Luckily, Mark not only has a snake to help work out his feelings of doubt, he has his life-mate, Cherry. And she is not going to let him slide by. While some might call this more classic story padding, it is really plot development: Not in action but in motivation and causation. The earlier version of Mark Trail tended to keep Mark’s concerns and feelings fairly basic and easy to figure out: Aloof—check. Curious—check. Angry—check. Bemused—check. Now Mark’s feelings are more nuanced, if not sometimes stuck between shifting gears.
But a little bit of anguish goes a long way. As I have written before—and several others have also opined—we don’t want to see Mark become a basket case of emotions, neuroses, and self-doubts.
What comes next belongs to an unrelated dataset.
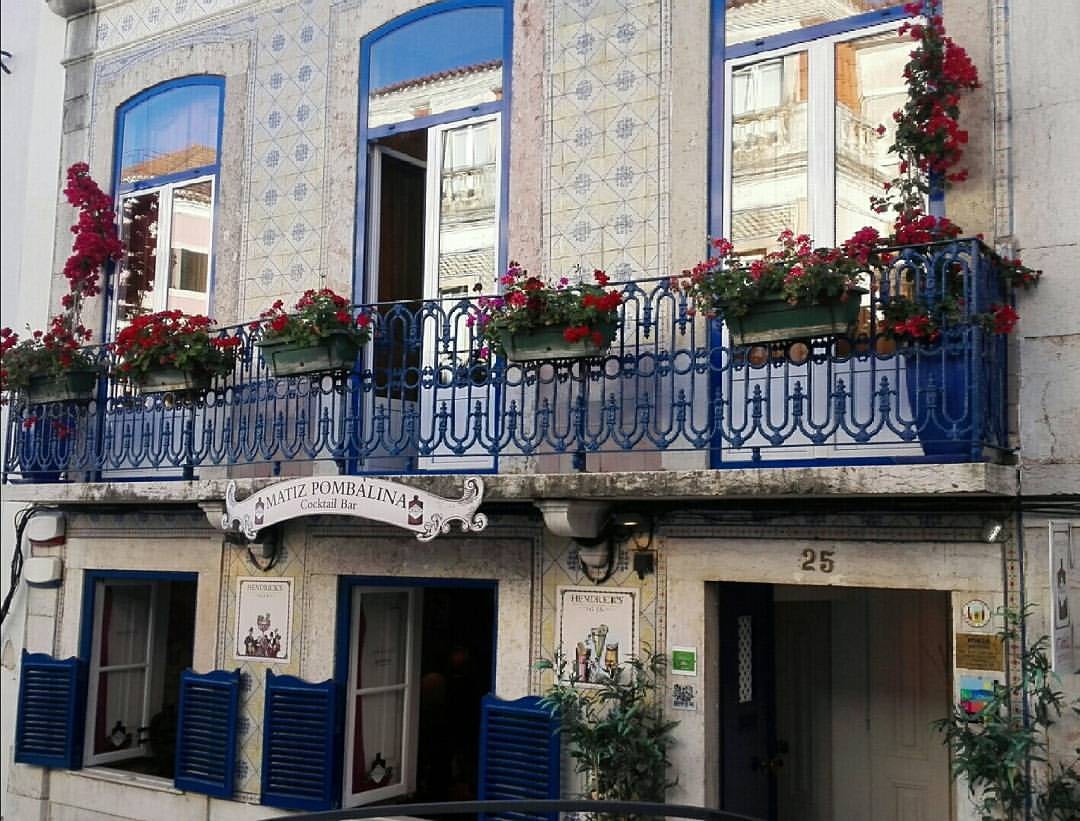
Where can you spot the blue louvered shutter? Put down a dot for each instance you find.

Yes, it’s fine to make him more “realistic” and less of an idealized boy-man hero, but he is still a symbol for doing the right thing; for protecting nature against the predations of greedy humans; and for the notion that an individual can still make a difference. He has to rise above his doubts and fears and get the job done. That clearly did not happen in the California story, where Mark was more or less a passenger in a careening series of escapes and dubious activities. And we now have some of its after-effects (and some characters) infiltrating and affecting the the current assignment. As for that last part, I think it is an interesting and good story device.
As for the exploding boats riff, it’s a good rejoinder to Mark’s “time bomb” fear. If Rivera wants to inject her own jibes at some Mark Trail tropes, that’s fine. In his final year, James Allen clearly enjoyed taking swipes at his critics, the Internet, and social networking. And Stephen Pastis certainly enjoys taking potshots at his own persona.